Люблю тебя. Когда закончится твоя великая война? Когда ты соберешься в путь ко мне? Ты будешь плыть на плоскодонной китайской лодке, с тобой будут два матроса – один безусый, другой усатый, – две наложницы и два молодых ручных тигра. И на парусе твоем будет нарисована большая золотая рыба. Большая и золотая, как Солнце.
Распустив учеников, учитель раскурил трубку. Дым вился вокруг лысой головы, как ветер. Он курил и думал. Докурив, он высыпал пепел в смуглую ладонь и развеял в резкой, соленой сырости умирающего дня. Желтая полоса заката прорвалась сквозь серые веретена небесной шерсти, золотой рыбой обозначилась над горизонтом. Плохо сшитые унты жали ему в носках, натирали пятки. Пошел мокрый снег. Учитель, не ропща, протер очки и снова зацепил дужками за уши. Он проверил свою волю и свое желание, и они совпали.
Стремительным шагом он двинулся к набережной. Ноги скользили на влажных изрытых водою камнях. Вот и мол. Как далеко она стоит. Почти на краю мира. Еще немного – и она полетит. Серая птица. Как же ей больно было, когда надзиратели выливали ей суп в лицо! А теперь свобода обнимает ее. Какое счастье быть свободным в виду земли, моря и неба.
– Она свободна от еды, – бормотал учитель, идя на оконечность мола, утирая нос и рот мокрой рукой, – свободна от денег, от работы, от предков и потомков, свободна от тюремщиков, свободна от жизни, ибо та жизнь, коей мы все, дураки, живем, ей давно уже не нужна. Она свободна от смерти, потому что сперва убила она, а потом убили ее, и весь сказ. Но она не свободна от любви. Монгольский воин – это любовь. Это всего лишь любовь. И, значит… – вышептывал он, задыхаясь, сгибаясь под ветром, – значит, великий владыка Шакьямуни был неправ, и Высшее есть не освобождение от страданий жизни, а любовь. Она помнит жар их сплетшихся тел, свои неистовые крики, красоту боли и победы, счастье совместных слез и совместного сна. Она ждет. И она…

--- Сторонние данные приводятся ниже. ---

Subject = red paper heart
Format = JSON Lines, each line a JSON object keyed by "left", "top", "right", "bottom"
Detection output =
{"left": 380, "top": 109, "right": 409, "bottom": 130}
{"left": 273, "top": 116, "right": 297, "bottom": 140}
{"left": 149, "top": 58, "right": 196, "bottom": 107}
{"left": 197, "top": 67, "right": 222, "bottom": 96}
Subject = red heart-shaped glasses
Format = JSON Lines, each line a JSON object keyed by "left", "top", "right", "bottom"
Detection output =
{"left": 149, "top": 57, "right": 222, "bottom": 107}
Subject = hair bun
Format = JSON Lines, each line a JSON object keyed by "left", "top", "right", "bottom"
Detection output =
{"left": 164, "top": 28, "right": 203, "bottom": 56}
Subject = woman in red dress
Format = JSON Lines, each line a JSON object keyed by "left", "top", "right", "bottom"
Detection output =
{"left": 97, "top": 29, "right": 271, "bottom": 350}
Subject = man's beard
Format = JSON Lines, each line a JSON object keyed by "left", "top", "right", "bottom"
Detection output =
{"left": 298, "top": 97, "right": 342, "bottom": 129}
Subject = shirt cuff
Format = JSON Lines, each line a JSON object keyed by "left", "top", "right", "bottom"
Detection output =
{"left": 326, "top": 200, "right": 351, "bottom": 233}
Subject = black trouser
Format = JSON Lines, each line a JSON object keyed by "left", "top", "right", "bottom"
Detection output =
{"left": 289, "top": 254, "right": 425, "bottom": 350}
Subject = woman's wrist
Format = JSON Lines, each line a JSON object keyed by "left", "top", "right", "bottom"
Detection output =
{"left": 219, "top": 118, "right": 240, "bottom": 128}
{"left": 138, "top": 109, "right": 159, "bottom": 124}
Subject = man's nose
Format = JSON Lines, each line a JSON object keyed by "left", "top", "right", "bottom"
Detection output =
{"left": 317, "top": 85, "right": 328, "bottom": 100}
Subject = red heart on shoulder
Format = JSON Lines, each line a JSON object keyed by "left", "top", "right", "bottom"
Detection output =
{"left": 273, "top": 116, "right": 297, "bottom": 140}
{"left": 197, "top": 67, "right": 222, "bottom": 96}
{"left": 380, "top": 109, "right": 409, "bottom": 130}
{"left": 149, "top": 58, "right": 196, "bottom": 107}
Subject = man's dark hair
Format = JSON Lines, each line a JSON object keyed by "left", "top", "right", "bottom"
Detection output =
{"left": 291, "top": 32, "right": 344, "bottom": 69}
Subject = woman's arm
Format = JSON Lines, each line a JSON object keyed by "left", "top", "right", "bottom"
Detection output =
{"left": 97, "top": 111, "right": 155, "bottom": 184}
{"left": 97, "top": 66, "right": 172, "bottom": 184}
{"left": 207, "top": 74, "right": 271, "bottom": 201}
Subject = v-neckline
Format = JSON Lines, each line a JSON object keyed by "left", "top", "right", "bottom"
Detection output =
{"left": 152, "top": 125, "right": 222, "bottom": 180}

Он закашлялся. Брызги забили ему горло и ноздри, он долго, на ходу, выхаркивал горько-соленую воду. Она приближалась. Она была все ближе, ближе.
– …она дождется.
Вот она рядом, в кольце колышущихся белесых брызг. Он видел ее спину. Тяжелые, напитанные влагой складки юбки прилипли к ее икрам, щиколоткам. Он подступил совсем близко и потрогал ее пальцами за левую лопатку, под которой билось ее сердце.
– Эй, – сказал старик и выплюнул соль. – Это я. Я пришел к тебе. Я плыл издалека. Я очень устал. Вон, – он махнул рукой в сторону беснующейся серебристой воды, беременной льдом, – вон там пришвартована моя джонка! Одного тигренка пришлось убить, он перекусал моих матросов. И я приказал бросить его в море. К наложницам не ревнуй! Они знают все о тебе. А тебе о них знать не надо. Сейчас, на джонке, они плачут и ломают руки. Я дам им денег и отпущу их на землю. Пусть идут, куда хотят. Они свободны. А я…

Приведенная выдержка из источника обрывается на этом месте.